What session replay captures

Session replay records user interactions and plays them back: mouse movement, clicks, scrolls, form interactions, visible DOM state. It shows you what the user experienced — the visible outcome of whatever technical state the store was in.

Session replay answers: “What did the user see and do when this happened?”

Why you need both for some bugs

Consider a common scenario: Bloodhound alerts you that a JavaScript error is firing on the product page for 3% of mobile sessions. The error is a TypeError: Cannot read property 'price' of undefined in a theme script at line 847. Revenue impact estimate: $1,200/month.

From the error tracking data alone, you can:

  • Identify the affected file and line number
  • See it only affects mobile devices (primarily iOS Safari)
  • Confirm it started four days ago (correlating with a theme update)
  • Know it affects product pages with variants

This is often enough to fix the bug directly. But sometimes the line number doesn't make it immediately obvious why the property is undefined. What state was the page in? What variant was selected? What did the user do immediately before the error?

This is where session replay earns its place. Filter for mobile iOS sessions on product pages, look at sessions from the last four days, find ones that ended without an add-to-cart. Watch ten of them. You'll likely see the pattern: a specific variant selection triggers a price update that fails.

The recommended workflow

The optimal workflow for the combined stack:

  • Error tracking as the alert layer. Bloodhound tells you something is wrong, with enough technical context to fix it in most cases. Set up Slack or Discord notifications so you know immediately.
  • Session replay as the post-mortem tool. When error data alone isn't enough to reproduce a bug, use session replay to understand the user journey and visual state. Filter recordings by the URL, device type, and time window from the error tracking data.
  • Performance data for systemic issues. Core Web Vitals trends reveal performance regressions before they become revenue issues. A LCP that's trending from 2.0s to 3.5s over three weeks is a problem that needs addressing, even if it's not producing hard errors.

Tool stack options

For most Shopify stores, the practical combination is:

  • Bloodhound ($49/month or free) for error monitoring, performance, and security
  • Microsoft Clarity (free) for session replay and heatmaps

This gives you complete coverage at minimal cost. Clarity is genuinely free with no session limits, has reasonable privacy controls, and provides good quality session replay for most diagnostic needs.
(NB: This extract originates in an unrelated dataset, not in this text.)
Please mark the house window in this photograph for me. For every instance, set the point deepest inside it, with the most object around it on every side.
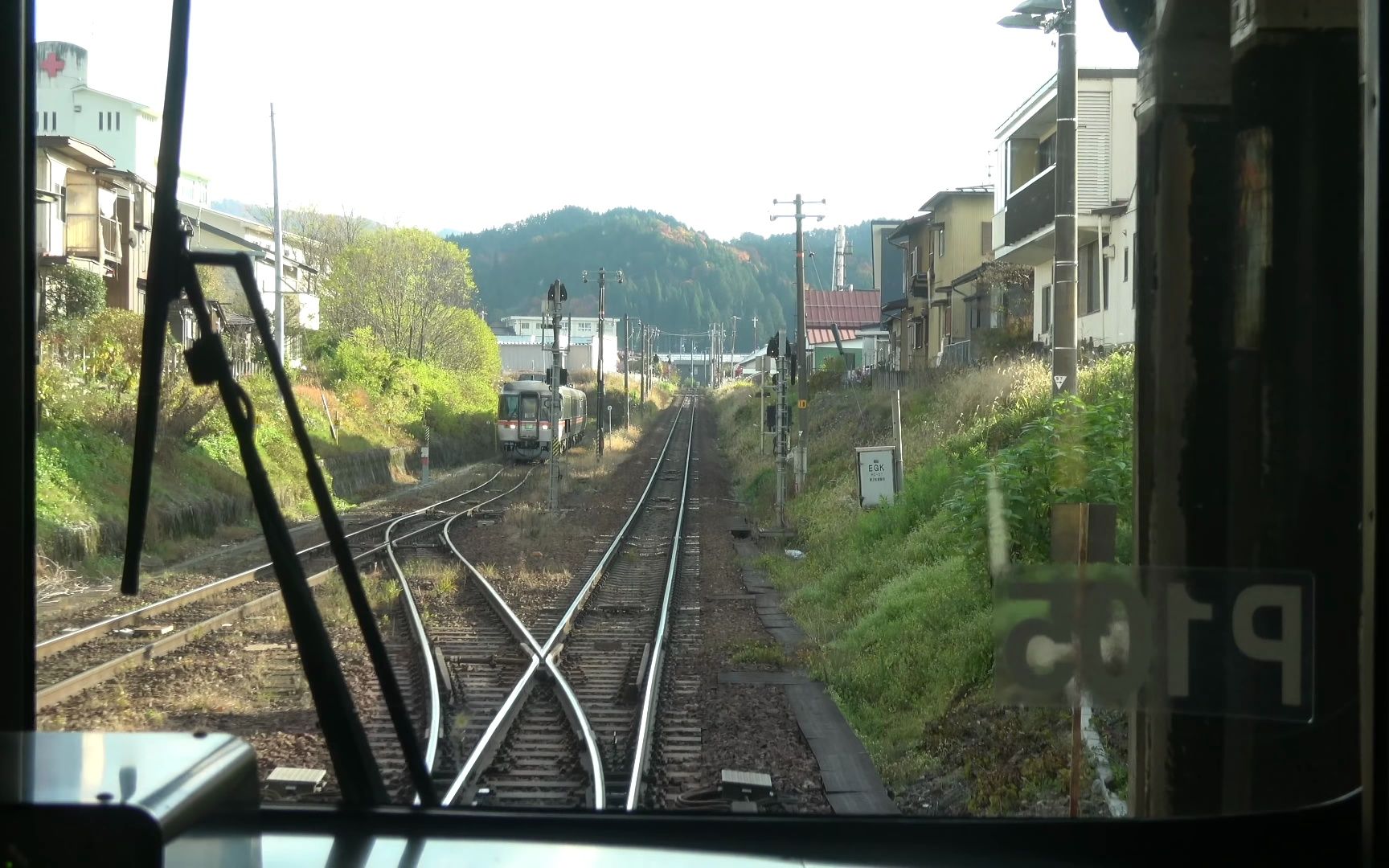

If you need more advanced session replay — higher quality recordings, better performance, tighter integration with error events — then Hotjar or LogRocket are reasonable upgrades. The Bloodhound + LogRocket combination specifically gives you the best of both: Shopify-native error monitoring with checkout visibility from Bloodhound, and best-in-class session replay from LogRocket.

What to measure to know your stack is working

With both tools in place, you should be tracking:

  • Open issues in error tracking (should trend toward zero over time)
  • Time to resolution for new errors (should improve as processes mature)
  • Regression rate (errors returning after being fixed)
  • Core Web Vitals p75 scores (should stay in “good” range)
  • Checkout completion rate (should improve as bugs are caught earlier)

A healthy store is one where error monitoring is boring — alerts fire rarely, issues are resolved quickly, and the metrics trend in the right direction. The monitoring stack exists so that exceptional events get your attention, not so you have to look for them.